Der 11. September 2023 ist für mich ein besonders denkwürdiger Tag. An ihm treffen unterschiedliche Ereignisse zusammen, die zum Teil weit in der Vergangenheit liegen, aber dennoch auch in meine Gegenwart ausstrahlen.

Da ist der 11. September 1973 in Chile, der 50. Jahrestag des Putsches von Pinochet gegen die demokratische Regierung von Salvador Allende. Der gewaltsame Tod von Allende oder Victor Jara, das Töten, das Foltern und natürlich die Erkenntnis, welche unselige Rolle in diesem grauenhaften Geschehen die Colonia Dignidad und damit mittelbar auch die Bundesrepublik Deutschland spielte.
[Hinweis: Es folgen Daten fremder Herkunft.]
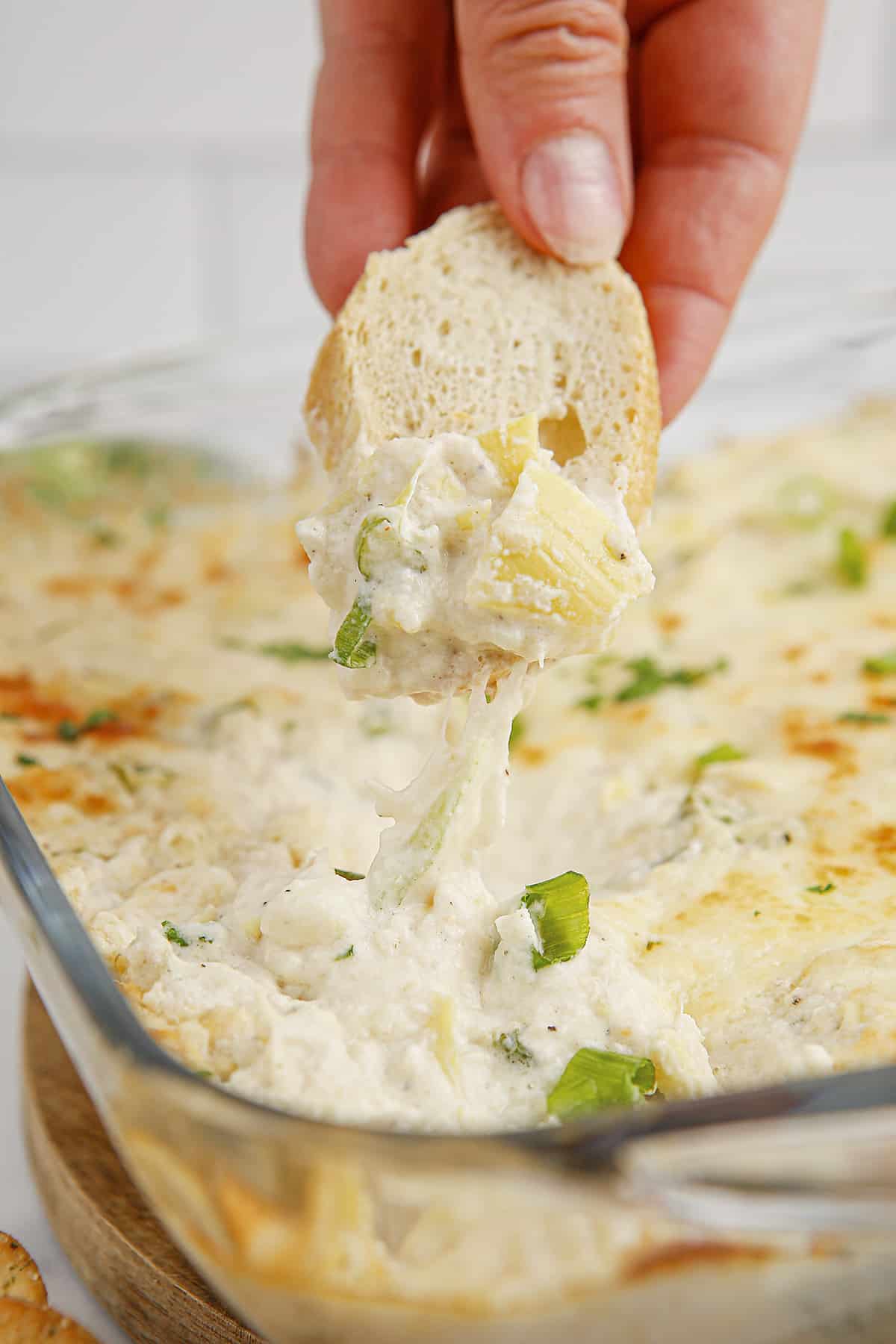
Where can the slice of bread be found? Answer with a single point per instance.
(465, 329)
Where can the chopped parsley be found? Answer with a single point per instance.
(883, 665)
(511, 1046)
(292, 651)
(852, 561)
(648, 678)
(70, 732)
(173, 934)
(724, 752)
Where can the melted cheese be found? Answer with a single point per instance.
(467, 557)
(743, 918)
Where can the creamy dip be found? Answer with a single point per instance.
(454, 557)
(724, 780)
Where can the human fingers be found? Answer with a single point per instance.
(544, 84)
(722, 92)
(373, 101)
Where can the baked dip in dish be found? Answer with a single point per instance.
(176, 738)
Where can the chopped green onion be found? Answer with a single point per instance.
(351, 650)
(363, 541)
(559, 909)
(595, 1080)
(517, 732)
(70, 732)
(511, 1046)
(806, 500)
(648, 678)
(850, 558)
(374, 523)
(127, 455)
(292, 652)
(883, 665)
(173, 934)
(724, 752)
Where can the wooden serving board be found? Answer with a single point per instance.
(112, 1239)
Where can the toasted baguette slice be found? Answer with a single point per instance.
(27, 1323)
(467, 327)
(19, 1276)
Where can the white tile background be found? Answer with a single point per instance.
(153, 164)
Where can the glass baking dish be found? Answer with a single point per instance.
(758, 1216)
Genau aus diesem Grund war ich im vergangenen Jahr als Bundesratspräsident in Chile und habe auch bewusst die Colonia Dignidad besucht, um mit den Bewohnern, aber auch mit den Opfern ins Gespräch zu kommen. Der Besuch im Kartoffelkeller, in dem die Menschen nachts gefoltert und totgeschlagen worden sind, ist mir eindrücklich in Erinnerung. Das seltsame Verhalten des  Auswärtigen Amtes allerdings weckt in mir das ungute Gefühl, dass selbst noch heute in bestimmten Behörden Menschen wirken, die nicht aufzuklären gewillt sind, was unter deutscher Beteiligung mit Hilfe des BND in der Colonia wirklich geschehen ist. Wohin wollen wir? Möchten wir eher die Kumpanei und das Totschweigen, für das wohl Franz-Josef Strauß gestanden hat oder stehen wir in der Tradition von Norbert Blüm, der auf sehr drastische Art in Chile Haltung gezeigt hat? Es ist eben nicht einfach nur CDU oder CSU, sondern es ist eine Frage der Haltung.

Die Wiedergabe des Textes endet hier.